Varrick

Ihad Qeth's wrist in my hand before the thought fully formed.

The bones broke with a sound like dry twigs snapping.

Wrist bones and at least two of those extra finger bones his six-fingered species had evolved shattered under my grip.

He released Sabine with a shriek that started in one register and ended somewhere else entirely, something primal and broken.

He cradled his ruined wrist against his chest, those copper eyes flickering between lucidity and madness like a failing circuit.

“Touch her again,” I said, keeping my voice soft because soft was more terrifying than shouting, “and I'll remove more than your hand.”

The guards started forward. Professional instinct overriding their uncertainty about their employer's mental state.

The Mondians moved in perfect synchronization, scales rippling as combat hormones flooded their systems. The human had his weapon half-drawn.

The Krelaxian was already calculating angles of attack.

Then the door opened, and the temperature dropped fifteen degrees in the space of a heartbeat.

Everyone stopped. It wasn't a choice. The primitive part of every brain in that room screamed the same message: predator.

Three figures entered, moving in perfect synchronization like they shared a single nervous system. Seven feet of ethereal wrongness wrapped in expensive dark suits that cost more than most planets' annual defense budgets. The Ixari.

Their translucent skin showed the shadows of organs that weren't where organs should be.

Hearts that beat in their abdomens, lungs that seemed to flow like liquid, something that pulsed with bioluminescent light where a liver might have been.

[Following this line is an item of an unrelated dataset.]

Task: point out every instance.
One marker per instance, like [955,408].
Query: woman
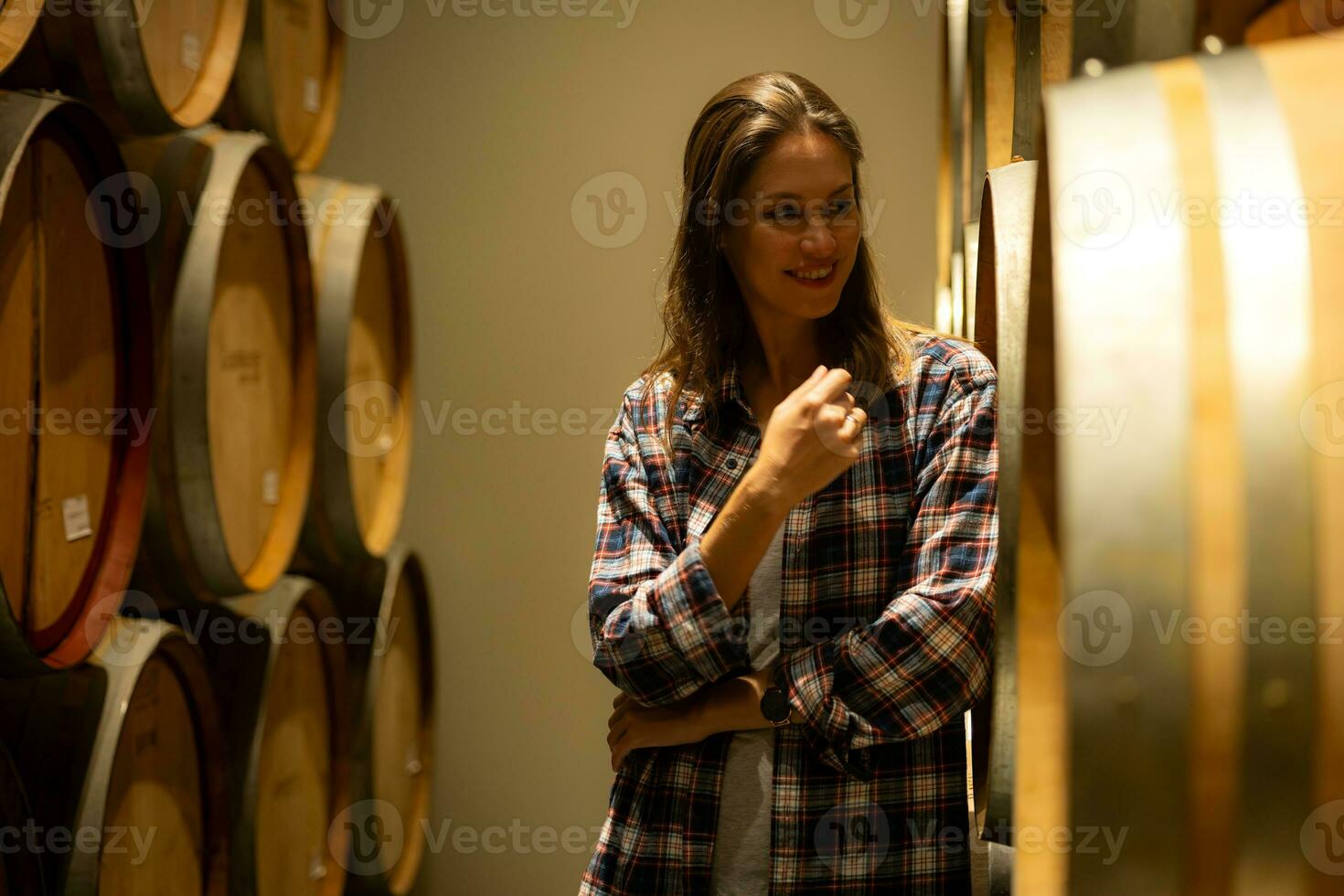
[758,528]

Their faces were beautiful the way certain deep-sea creatures were beautiful.

Evolved to attract prey before destroying it.

Their eyes were the worst part. No pupils, no iris, just endless black that reflected nothing and seemed to pull light from the room. When the center one smiled, it had too many teeth. Far too many teeth.

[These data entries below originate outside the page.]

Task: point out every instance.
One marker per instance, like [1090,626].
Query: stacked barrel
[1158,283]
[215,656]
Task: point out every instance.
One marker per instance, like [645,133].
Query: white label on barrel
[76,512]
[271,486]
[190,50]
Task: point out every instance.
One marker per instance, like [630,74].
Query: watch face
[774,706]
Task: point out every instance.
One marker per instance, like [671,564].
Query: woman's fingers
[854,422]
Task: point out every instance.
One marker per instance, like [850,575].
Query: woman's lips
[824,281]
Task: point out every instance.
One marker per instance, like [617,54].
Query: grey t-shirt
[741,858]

“The situation appears to have deteriorated.”

Its voice. I didn't even know if they had different genders, or if gender was a concept that applied to them at all. The sound slid through the air like oil over water. Beautiful and wrong and impossible to ignore. Every word carried harmonics that human throats couldn't produce.

Behind us, Qeth was alternating between whimpering about his broken wrist and shouting orders at invisible enemies. “Kill the spies! No, protect the algorithms! The patterns are screaming!”

The center Ixari tilted its head at an angle that would have snapped a human neck, studying Qeth as a scientist might observe a failed experiment.

“How unfortunate for poor Qeth. All that enhancement, all that borrowed brilliance, and here he is. Broken.” It paused, and those black eyes fixed on Sabine. “No matter. We'll still take the female.”

Everything in me went primal.

The sound that came from my throat made the guards step back, made even the Ixari pause.

It wasn't quite a growl, wasn't quite a roar.

It was the vocalization of pure possession, the auditory equivalent of bared fangs and extended claws.

My fangs extended fully, pressing against my lower lip hard enough to draw blood.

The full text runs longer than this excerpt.